昔は解禁直後の阿寒湖を訪れたりもしたのだが、ここ数年は解禁直後を外し、二週目か三週目に訪れるという釣りが多くなってきた。解禁直後を外すのは、連休で宿も釣り場も混み合うのを避けているだけなのだが、やはりそれは正解で土曜日とはいえ、僕の釣っているポイントで遭遇した釣り人は午前の遅い時間に二人のみ。
阿寒湖の著名ポイントの多くは、馬の背のように沖合まで遠浅となっている。このため、他の釣り人が居らず、先端までウェーディングを行うと、自分の正面は当然ながら左右へのキャストも可能だ。
阿寒湖へ通う様になった当初はスプーンとミノーを多用していたけど、ここ暫くはジグやジグミノー的なものばかりが多くなってきた。遠くを探れるのがメリットだけど、魚が寄っている時は軽量なスプーンやミノーも使わないことはない。でも、解禁から二週間の間、岸よりはかなり叩かれている筈でマズメは近くまで魚が寄ることはあるけれど、日中は断然遠投が有利だと思う。

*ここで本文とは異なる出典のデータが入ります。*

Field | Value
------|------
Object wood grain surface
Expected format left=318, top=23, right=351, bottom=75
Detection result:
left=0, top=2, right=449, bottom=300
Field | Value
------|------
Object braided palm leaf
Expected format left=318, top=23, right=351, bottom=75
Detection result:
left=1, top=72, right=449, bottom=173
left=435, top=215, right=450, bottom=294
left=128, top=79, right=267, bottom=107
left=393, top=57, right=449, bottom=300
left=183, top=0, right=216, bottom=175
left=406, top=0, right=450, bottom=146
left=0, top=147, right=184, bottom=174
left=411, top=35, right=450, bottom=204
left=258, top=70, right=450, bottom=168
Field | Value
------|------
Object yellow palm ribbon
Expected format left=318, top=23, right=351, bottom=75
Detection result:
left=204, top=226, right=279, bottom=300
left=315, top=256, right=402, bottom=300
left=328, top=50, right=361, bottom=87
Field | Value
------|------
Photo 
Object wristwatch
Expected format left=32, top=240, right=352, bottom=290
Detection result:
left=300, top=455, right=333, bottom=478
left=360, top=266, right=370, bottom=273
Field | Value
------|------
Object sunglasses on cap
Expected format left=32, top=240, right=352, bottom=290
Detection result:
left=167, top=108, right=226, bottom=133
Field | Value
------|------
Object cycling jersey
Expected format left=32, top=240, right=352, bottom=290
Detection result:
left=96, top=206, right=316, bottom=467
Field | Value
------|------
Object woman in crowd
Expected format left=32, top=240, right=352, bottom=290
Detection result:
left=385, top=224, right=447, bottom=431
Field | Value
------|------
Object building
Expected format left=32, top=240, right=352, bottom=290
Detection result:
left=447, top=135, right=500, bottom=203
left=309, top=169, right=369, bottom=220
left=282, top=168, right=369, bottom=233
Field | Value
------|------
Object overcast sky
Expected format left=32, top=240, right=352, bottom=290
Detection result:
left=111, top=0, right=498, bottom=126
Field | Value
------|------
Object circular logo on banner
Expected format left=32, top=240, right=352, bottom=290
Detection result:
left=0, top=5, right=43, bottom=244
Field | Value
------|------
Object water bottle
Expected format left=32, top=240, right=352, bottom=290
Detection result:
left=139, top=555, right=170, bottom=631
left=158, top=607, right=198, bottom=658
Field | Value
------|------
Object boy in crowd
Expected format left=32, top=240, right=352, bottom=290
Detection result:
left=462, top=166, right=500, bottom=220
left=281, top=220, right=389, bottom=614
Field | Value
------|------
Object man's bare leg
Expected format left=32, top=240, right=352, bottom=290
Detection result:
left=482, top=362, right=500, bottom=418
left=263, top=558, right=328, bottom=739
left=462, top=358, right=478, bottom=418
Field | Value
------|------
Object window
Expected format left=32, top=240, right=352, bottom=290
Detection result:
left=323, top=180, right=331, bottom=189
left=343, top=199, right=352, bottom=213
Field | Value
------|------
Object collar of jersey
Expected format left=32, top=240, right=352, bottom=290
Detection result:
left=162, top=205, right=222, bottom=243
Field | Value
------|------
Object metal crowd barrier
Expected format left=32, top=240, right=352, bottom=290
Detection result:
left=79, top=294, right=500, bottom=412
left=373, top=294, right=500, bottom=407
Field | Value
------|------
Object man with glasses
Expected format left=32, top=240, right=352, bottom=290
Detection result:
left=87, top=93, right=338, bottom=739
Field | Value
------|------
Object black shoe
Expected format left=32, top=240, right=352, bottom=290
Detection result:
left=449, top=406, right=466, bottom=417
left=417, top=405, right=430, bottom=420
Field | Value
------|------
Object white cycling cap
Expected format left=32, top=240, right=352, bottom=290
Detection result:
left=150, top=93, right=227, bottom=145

そんな今回のヒットルアーの中で、断トツに効いたのが写真のワンダーリーチ。通常のワンダーよりも5g近く重量が重い、18gのシンキングペンシルだ。ワンダーの名前はついているけど、使い方は全く異なり、僕の基本はストップ&ゴー。それも、このストップを数秒入れたりする。実際、フォール中のバイトが一番多く、運が良いと着水で食ってくる。
ワカサギが多い年は葦の間にワカサギが集まり、それを狙ったアメマスが葦際に集まることがある。そんな時はボイルが連発していたりするのだが、今年のワカサギは釣りをしている限り、少ないような気がした。群れは見ないにしても、弱ったワカサギが水面に浮かんでいたりするのだが、今年は一度も見ていない。
湖の釣りで鏡のような水面となると、釣りはかなり厳しくなることが多い。今回は昼前の一時以外は適度な風を受けており(アゲインスト)、湖面の波もほどよかった。しかし、予想に反して爆発することはなかったけど、1日を通して、飽きない程度の反応が続いた日であったとは思う。その意味ではそこそこ満足した阿寒湖だったかもしれない。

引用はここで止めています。